Extra police officers, both undercover and uniformed, will patrol University of Minnesota neighborhoods this weekend following four recent robberies targeting students.
"Unfortunately, the criminals keep coming to this area because it's a target rich-environment," said University of Minnesota Police Deputy Chief Charles Miner. "They mostly seem to be seeking iPhones, and there are a lot of iPhones obviously in this area."
Police believe the crimes involve more than one group. They may be targeting students who appear drunk or distracted, Miner added.
The extra officers this weekend — as many as 16 — will come from Minneapolis police as well as campus and metro transit departments. Extra surveillance will continue as needed, though crime during the fall tends to decline as the weather cools, University of Minnesota Police Lt. Troy Buhta said.
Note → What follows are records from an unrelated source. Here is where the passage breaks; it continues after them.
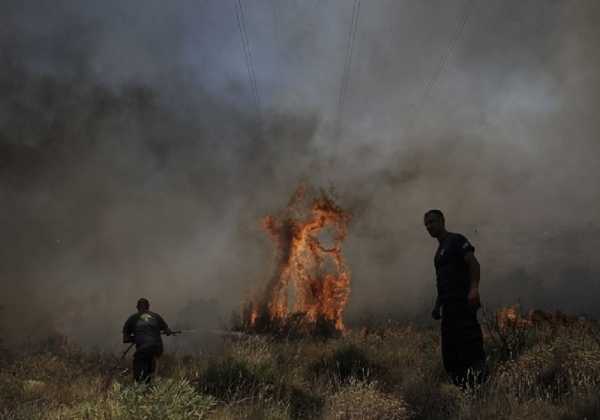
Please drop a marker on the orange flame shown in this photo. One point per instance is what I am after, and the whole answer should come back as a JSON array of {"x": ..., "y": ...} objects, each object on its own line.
[{"x": 311, "y": 278}]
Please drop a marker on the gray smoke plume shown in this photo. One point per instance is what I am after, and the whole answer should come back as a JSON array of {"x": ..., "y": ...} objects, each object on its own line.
[{"x": 137, "y": 159}]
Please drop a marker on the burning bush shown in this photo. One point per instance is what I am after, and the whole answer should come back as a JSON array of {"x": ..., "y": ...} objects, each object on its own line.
[{"x": 310, "y": 287}]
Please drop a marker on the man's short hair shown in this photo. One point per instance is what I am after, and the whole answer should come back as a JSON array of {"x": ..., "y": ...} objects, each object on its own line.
[
  {"x": 436, "y": 212},
  {"x": 143, "y": 303}
]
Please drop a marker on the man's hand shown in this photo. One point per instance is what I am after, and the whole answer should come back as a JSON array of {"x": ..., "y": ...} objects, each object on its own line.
[
  {"x": 473, "y": 298},
  {"x": 436, "y": 313}
]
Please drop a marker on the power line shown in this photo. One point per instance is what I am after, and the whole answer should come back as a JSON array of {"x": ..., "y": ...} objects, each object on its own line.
[
  {"x": 347, "y": 67},
  {"x": 241, "y": 22},
  {"x": 417, "y": 108}
]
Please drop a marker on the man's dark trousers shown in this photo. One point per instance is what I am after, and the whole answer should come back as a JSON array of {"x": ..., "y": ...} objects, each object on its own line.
[
  {"x": 144, "y": 363},
  {"x": 462, "y": 344}
]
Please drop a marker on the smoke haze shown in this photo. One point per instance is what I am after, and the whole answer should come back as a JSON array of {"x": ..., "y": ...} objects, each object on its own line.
[{"x": 137, "y": 160}]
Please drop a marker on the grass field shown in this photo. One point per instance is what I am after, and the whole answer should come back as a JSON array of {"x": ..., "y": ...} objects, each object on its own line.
[{"x": 383, "y": 372}]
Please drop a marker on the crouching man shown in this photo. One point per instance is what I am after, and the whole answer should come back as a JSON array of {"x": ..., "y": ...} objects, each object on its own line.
[{"x": 144, "y": 329}]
In three of the robberies, two or more victims were punched or kicked, allegedly by a group of five to six black males who stole phones, wallets and purses. The fourth robbery, in which a suspect pulled out a gun, involves a separate group, authorities believe.
They were reported in the late night hours Saturday and early morning hours Sunday. Most have been between 10 p.m. and 2 a.m. or 3 a.m. on weekends. A fifth incident — a theft from a student exiting a Metro Transit bus Friday — was also reported.
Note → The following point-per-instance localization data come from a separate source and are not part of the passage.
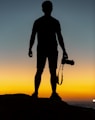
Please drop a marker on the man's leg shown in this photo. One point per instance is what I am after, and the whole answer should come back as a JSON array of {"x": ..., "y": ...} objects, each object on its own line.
[
  {"x": 38, "y": 79},
  {"x": 52, "y": 67},
  {"x": 41, "y": 60}
]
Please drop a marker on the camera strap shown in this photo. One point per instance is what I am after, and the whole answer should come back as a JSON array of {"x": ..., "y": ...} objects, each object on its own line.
[{"x": 60, "y": 68}]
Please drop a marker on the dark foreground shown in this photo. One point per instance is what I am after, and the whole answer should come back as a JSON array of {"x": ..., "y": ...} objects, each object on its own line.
[{"x": 23, "y": 107}]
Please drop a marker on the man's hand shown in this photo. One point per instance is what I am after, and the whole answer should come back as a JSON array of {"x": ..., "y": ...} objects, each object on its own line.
[
  {"x": 30, "y": 53},
  {"x": 65, "y": 55}
]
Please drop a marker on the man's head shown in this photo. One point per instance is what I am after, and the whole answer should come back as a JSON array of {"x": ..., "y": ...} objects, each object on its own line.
[{"x": 47, "y": 7}]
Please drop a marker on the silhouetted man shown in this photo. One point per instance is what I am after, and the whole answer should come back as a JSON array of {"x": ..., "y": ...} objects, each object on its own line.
[{"x": 48, "y": 30}]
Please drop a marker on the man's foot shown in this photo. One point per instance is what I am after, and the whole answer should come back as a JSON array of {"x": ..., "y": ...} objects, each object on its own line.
[
  {"x": 55, "y": 96},
  {"x": 34, "y": 95}
]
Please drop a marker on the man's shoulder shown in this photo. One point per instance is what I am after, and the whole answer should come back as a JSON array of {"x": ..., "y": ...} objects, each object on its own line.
[{"x": 39, "y": 19}]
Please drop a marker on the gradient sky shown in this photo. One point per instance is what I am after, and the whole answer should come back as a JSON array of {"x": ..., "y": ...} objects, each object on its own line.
[{"x": 17, "y": 70}]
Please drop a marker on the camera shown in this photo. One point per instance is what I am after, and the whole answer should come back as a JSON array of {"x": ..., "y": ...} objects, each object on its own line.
[{"x": 66, "y": 61}]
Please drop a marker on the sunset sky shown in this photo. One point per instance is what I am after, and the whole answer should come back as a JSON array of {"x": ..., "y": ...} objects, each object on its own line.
[{"x": 17, "y": 70}]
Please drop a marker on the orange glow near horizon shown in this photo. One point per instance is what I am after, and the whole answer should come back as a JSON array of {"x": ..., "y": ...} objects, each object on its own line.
[{"x": 78, "y": 84}]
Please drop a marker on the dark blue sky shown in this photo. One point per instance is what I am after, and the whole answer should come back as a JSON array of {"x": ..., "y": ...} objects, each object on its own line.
[{"x": 77, "y": 19}]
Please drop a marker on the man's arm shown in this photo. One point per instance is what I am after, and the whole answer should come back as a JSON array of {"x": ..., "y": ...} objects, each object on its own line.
[
  {"x": 32, "y": 39},
  {"x": 61, "y": 43}
]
All suspects in recent cases are men between the ages of 18 and 25. "There are more suspects out there," Miner said. "We typically have a few robberies every fall...but it is unusual to have this many, particularly with this many suspects involved."
Three weeks ago, police arrested three people who they believed were about to commit a robbery — a female getaway driver and two males. The group carried a gun in the trunk that matched the description of a gun used in a robbery a week before that.
"No matter where you are in the city, or in an urban area like this, you should be aware of your surroundings," said Miner. Students who are texting or listening to music on ear buds while they walk can "sort of became oblivious to their surroundings," making them vulnerable, he added.
"If you're walking down the sidewalk," Miner said, "you should be observant to who is around you, who might be approaching you."
Police encourage students to use the university's free security monitor service with security officers available to escort students to or from campus. Students can call 612-624-WALK (9255) for an escort.